I may be biased but ,personally, I think two of the best recent role models for women in movies come from Britain. Scotland’s Lynne Ramsey and English director Andrea Arnold each made remarkable debuts (Ratcatcher and Red Road respectively) which I think would have been very different movies with a man behind the camera.
This year Ramsey released We Need To Talk About Kevin and Arnold weighed in with a radical makeover of Wuthering Heights. I have yet see either of these but, based on early reviews, both sound like the kind of bold films we need to challenge the same old same old of mainstream cinema.
Related articles:
Lynne Ramsey interview (guardian.co.uk)
Andrea Arnold: ‘I don’t do easy rides’ (guardian.co.uk)

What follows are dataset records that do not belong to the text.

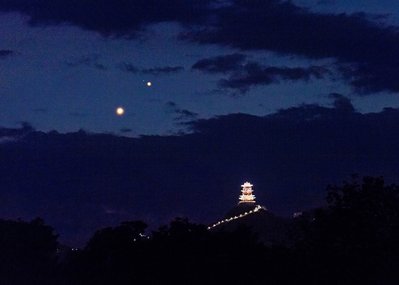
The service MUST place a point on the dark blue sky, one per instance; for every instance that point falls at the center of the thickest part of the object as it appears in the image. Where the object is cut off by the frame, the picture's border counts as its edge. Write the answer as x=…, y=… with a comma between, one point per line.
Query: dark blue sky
x=67, y=66
x=291, y=96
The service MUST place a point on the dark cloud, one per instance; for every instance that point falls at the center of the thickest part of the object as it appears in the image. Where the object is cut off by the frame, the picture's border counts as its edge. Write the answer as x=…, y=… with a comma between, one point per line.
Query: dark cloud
x=180, y=114
x=78, y=114
x=125, y=130
x=369, y=48
x=128, y=67
x=290, y=156
x=226, y=63
x=254, y=74
x=163, y=70
x=242, y=75
x=89, y=60
x=40, y=110
x=121, y=18
x=342, y=103
x=6, y=53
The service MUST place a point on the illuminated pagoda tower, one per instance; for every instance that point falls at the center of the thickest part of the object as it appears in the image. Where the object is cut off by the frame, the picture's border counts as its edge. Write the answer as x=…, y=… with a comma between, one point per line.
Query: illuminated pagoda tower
x=270, y=229
x=247, y=196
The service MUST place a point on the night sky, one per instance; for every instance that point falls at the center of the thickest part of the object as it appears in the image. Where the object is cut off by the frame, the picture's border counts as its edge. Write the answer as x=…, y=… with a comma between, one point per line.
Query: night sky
x=291, y=96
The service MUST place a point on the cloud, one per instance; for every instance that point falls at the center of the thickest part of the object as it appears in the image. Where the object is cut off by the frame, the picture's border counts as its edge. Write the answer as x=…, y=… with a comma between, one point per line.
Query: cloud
x=163, y=70
x=40, y=110
x=369, y=48
x=242, y=74
x=125, y=130
x=180, y=114
x=342, y=103
x=220, y=64
x=88, y=60
x=290, y=156
x=6, y=53
x=110, y=18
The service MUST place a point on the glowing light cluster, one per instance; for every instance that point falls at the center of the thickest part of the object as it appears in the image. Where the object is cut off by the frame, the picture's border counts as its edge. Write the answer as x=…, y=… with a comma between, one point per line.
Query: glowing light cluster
x=256, y=209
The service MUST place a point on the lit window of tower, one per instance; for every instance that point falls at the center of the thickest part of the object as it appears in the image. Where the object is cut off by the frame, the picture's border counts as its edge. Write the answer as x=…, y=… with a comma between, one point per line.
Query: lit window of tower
x=247, y=196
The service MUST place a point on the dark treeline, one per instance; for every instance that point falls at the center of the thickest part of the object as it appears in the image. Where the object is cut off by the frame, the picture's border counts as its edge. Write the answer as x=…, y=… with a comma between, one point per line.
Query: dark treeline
x=354, y=240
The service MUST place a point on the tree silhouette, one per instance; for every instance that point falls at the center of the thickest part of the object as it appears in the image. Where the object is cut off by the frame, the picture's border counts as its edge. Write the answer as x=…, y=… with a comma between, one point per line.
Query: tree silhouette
x=355, y=238
x=28, y=252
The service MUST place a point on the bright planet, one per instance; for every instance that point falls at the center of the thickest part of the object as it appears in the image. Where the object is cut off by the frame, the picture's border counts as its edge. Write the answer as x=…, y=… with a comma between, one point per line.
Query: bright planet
x=120, y=111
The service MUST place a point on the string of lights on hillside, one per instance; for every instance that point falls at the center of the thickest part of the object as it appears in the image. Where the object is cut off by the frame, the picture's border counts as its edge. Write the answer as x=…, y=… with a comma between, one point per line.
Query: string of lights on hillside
x=256, y=209
x=245, y=197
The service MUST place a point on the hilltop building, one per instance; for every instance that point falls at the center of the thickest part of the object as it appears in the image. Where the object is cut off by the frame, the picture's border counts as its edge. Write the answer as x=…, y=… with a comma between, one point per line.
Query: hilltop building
x=270, y=229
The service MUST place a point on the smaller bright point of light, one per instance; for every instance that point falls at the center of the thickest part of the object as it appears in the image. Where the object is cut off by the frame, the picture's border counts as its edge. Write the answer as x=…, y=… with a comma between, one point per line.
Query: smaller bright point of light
x=120, y=111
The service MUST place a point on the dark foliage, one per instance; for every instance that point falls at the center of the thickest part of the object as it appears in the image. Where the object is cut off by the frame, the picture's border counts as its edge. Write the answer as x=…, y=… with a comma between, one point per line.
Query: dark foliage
x=27, y=252
x=352, y=241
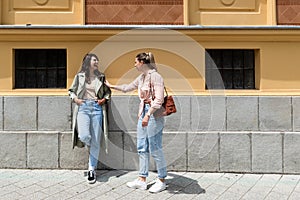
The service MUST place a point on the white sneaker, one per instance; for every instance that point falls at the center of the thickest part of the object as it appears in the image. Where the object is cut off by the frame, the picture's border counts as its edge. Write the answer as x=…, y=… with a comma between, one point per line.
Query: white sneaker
x=137, y=184
x=158, y=186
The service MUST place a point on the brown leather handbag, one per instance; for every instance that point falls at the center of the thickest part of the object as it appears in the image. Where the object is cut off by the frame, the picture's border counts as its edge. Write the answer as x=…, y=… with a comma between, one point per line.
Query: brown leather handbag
x=169, y=103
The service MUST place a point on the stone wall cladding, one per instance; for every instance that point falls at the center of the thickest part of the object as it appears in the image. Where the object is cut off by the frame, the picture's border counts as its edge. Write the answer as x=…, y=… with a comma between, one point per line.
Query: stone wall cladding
x=1, y=114
x=134, y=12
x=208, y=134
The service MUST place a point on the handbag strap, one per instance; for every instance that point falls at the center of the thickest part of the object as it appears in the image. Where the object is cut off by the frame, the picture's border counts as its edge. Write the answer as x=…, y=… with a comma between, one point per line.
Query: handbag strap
x=151, y=93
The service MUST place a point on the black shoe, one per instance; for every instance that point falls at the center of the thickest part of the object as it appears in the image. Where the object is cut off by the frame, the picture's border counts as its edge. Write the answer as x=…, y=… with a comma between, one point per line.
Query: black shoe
x=91, y=176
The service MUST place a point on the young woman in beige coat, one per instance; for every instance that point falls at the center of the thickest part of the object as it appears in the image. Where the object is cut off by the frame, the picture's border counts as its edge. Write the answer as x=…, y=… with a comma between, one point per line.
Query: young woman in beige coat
x=90, y=94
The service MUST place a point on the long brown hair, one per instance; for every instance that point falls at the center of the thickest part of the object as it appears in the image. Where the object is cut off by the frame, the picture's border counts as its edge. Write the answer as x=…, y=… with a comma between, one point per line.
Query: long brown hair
x=148, y=59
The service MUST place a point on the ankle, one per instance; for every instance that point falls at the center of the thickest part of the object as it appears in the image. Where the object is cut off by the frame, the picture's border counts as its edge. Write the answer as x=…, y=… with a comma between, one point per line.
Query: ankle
x=142, y=179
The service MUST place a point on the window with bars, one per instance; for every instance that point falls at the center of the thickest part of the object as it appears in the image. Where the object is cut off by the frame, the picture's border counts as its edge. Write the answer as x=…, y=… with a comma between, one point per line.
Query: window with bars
x=40, y=68
x=230, y=69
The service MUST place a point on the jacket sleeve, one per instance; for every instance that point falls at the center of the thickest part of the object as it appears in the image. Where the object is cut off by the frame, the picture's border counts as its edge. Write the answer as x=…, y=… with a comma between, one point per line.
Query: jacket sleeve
x=74, y=87
x=129, y=87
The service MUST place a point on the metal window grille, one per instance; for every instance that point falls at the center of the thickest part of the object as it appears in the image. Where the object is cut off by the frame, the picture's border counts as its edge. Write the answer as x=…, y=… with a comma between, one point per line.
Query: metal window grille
x=40, y=68
x=230, y=69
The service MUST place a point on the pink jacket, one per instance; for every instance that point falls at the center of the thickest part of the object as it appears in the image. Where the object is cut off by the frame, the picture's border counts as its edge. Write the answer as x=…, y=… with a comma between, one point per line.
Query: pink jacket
x=142, y=83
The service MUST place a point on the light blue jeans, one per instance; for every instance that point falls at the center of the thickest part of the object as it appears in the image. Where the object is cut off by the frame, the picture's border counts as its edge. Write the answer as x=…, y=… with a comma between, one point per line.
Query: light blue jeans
x=89, y=121
x=149, y=141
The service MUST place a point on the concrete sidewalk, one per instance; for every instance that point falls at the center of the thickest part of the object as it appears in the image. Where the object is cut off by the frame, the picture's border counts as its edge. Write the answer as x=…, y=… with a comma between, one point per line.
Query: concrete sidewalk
x=71, y=184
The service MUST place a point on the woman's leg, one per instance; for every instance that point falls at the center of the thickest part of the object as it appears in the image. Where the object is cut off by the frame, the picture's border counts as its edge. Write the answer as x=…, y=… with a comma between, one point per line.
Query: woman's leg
x=96, y=132
x=83, y=124
x=143, y=149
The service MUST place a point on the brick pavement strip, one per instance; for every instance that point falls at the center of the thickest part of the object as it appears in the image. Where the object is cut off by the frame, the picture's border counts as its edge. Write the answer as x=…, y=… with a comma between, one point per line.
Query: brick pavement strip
x=111, y=184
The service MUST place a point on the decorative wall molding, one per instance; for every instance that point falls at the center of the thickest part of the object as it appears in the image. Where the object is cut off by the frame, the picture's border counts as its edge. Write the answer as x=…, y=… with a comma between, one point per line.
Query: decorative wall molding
x=28, y=5
x=134, y=12
x=249, y=5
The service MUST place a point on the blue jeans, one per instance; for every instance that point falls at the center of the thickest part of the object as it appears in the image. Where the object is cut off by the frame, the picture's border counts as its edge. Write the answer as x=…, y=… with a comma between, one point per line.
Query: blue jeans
x=89, y=124
x=149, y=141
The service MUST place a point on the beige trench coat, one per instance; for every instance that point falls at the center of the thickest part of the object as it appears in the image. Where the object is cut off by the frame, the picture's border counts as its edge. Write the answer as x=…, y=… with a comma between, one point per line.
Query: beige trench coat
x=77, y=89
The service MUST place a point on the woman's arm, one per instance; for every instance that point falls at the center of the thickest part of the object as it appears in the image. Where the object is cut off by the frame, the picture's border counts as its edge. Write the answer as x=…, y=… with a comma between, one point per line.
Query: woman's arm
x=125, y=87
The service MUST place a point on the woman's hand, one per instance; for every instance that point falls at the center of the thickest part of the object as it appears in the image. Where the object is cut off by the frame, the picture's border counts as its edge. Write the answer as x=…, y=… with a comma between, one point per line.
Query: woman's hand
x=145, y=120
x=101, y=101
x=107, y=83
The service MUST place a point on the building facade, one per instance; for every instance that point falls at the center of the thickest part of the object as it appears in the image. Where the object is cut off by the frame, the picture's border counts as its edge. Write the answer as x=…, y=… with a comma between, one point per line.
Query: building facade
x=232, y=66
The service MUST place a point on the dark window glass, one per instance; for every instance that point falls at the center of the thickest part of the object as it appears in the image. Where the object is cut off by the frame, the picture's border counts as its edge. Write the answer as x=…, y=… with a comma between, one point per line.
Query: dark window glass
x=229, y=69
x=40, y=68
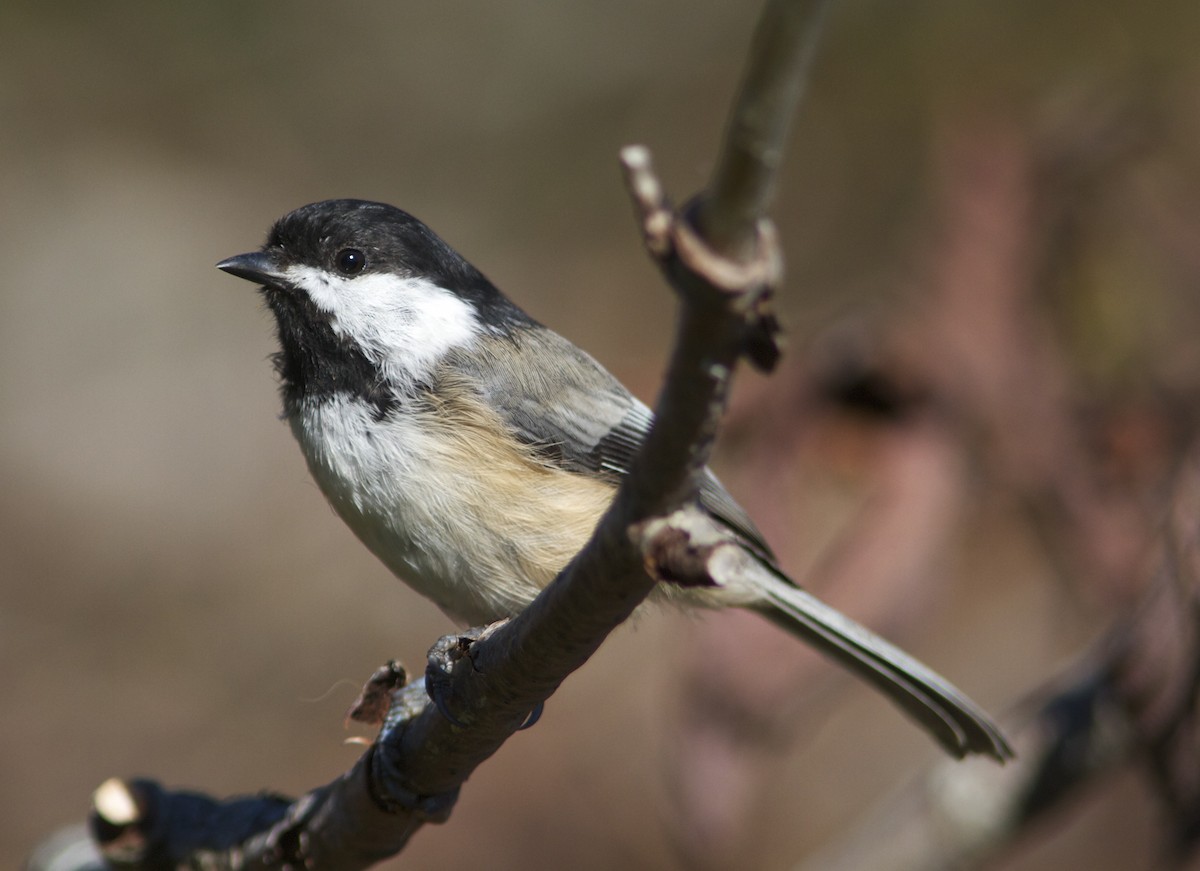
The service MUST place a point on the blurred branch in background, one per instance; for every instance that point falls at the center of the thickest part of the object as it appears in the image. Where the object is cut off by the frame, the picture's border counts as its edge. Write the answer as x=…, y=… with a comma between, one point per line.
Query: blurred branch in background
x=497, y=674
x=976, y=377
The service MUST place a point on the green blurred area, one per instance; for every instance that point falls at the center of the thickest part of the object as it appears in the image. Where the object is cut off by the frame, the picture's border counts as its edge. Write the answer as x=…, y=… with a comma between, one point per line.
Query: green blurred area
x=177, y=600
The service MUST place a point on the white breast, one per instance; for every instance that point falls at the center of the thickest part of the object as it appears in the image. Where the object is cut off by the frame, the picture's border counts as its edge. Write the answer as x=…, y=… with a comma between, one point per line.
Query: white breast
x=474, y=523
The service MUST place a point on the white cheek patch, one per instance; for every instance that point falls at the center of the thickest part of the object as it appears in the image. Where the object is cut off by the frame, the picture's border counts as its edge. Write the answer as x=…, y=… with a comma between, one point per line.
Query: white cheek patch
x=403, y=325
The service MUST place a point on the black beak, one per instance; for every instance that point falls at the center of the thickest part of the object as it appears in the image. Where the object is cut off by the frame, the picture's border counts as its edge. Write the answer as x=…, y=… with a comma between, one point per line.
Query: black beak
x=256, y=266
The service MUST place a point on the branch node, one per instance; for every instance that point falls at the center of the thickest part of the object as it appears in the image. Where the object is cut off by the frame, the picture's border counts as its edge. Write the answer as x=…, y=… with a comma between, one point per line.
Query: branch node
x=677, y=550
x=387, y=788
x=376, y=700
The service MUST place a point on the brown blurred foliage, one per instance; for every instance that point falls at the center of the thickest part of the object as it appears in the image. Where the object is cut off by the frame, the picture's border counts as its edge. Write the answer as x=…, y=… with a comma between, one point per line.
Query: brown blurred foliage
x=177, y=600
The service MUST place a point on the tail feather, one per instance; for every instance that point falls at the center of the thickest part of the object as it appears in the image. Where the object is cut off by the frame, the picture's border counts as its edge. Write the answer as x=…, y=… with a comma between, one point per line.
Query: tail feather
x=957, y=722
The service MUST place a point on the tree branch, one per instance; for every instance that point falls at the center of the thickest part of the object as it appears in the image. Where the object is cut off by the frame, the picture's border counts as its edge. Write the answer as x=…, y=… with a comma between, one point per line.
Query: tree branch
x=490, y=679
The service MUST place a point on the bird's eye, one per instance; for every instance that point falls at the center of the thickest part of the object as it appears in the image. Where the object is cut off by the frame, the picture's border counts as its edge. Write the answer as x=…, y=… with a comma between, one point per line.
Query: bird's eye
x=351, y=262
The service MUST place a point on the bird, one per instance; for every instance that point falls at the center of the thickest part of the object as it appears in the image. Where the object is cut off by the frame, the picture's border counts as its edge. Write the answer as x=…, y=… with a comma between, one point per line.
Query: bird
x=473, y=450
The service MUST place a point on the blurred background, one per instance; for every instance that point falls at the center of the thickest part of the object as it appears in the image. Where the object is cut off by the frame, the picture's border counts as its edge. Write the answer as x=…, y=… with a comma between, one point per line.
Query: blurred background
x=178, y=601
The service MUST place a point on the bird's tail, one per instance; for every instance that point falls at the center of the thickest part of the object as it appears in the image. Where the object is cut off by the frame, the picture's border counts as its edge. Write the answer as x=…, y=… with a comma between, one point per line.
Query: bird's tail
x=957, y=722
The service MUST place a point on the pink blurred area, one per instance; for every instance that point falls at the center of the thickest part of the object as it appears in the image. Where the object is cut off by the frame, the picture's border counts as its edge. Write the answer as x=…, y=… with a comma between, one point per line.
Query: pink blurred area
x=178, y=601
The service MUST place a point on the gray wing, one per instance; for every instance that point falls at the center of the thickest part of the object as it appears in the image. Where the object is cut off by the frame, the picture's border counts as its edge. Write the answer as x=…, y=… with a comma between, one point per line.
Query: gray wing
x=580, y=416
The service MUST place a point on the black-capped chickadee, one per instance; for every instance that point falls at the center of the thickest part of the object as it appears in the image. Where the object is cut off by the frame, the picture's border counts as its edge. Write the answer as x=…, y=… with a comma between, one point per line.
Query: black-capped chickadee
x=473, y=450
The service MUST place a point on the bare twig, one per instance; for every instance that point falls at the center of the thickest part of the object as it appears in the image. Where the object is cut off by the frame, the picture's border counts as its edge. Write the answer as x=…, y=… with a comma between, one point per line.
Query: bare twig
x=497, y=676
x=744, y=180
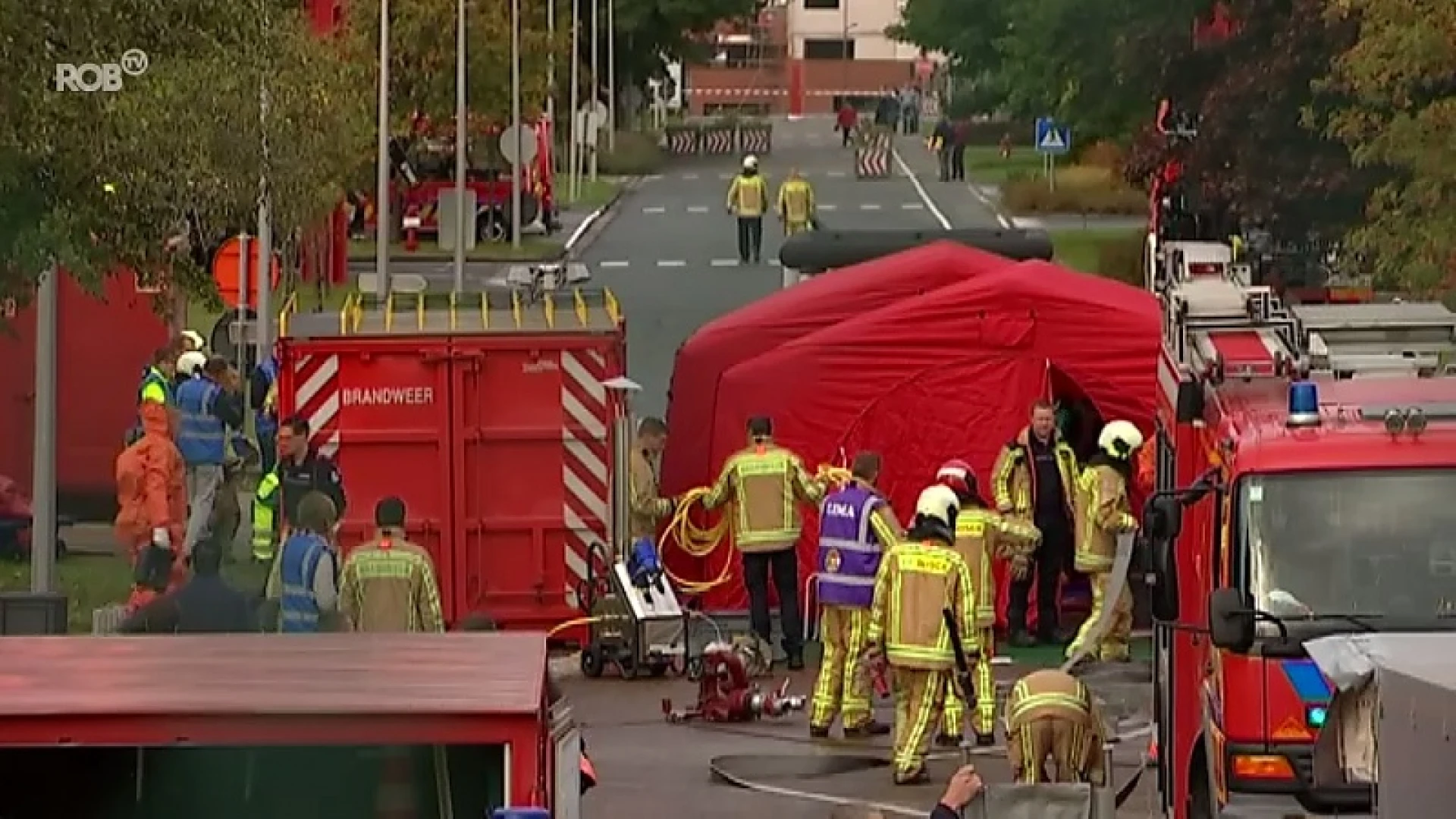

I am so fortunate to be an educated male cinephile in an era when stupendously talented women like Ramsey and Arnold are making films. “Red Road” and “Fish Tank” are superb, and the interlaced themes in “Ratcatcher” of animal cruelty, childhood guilt, and female subjugation is as potent a combination as one will find anywhere. (You might like the brief but thought-provoking comments on “Ratcatcher” and the impressive shorts that accompany here: http://violence-hurt-animals-in-film.blogspot.com/2014/02/ratcatcher.html ).
I love reading your blog. You have pointed me toward some wonderfully rewarding experiences, and I thank you for taking the time to share your thoughts.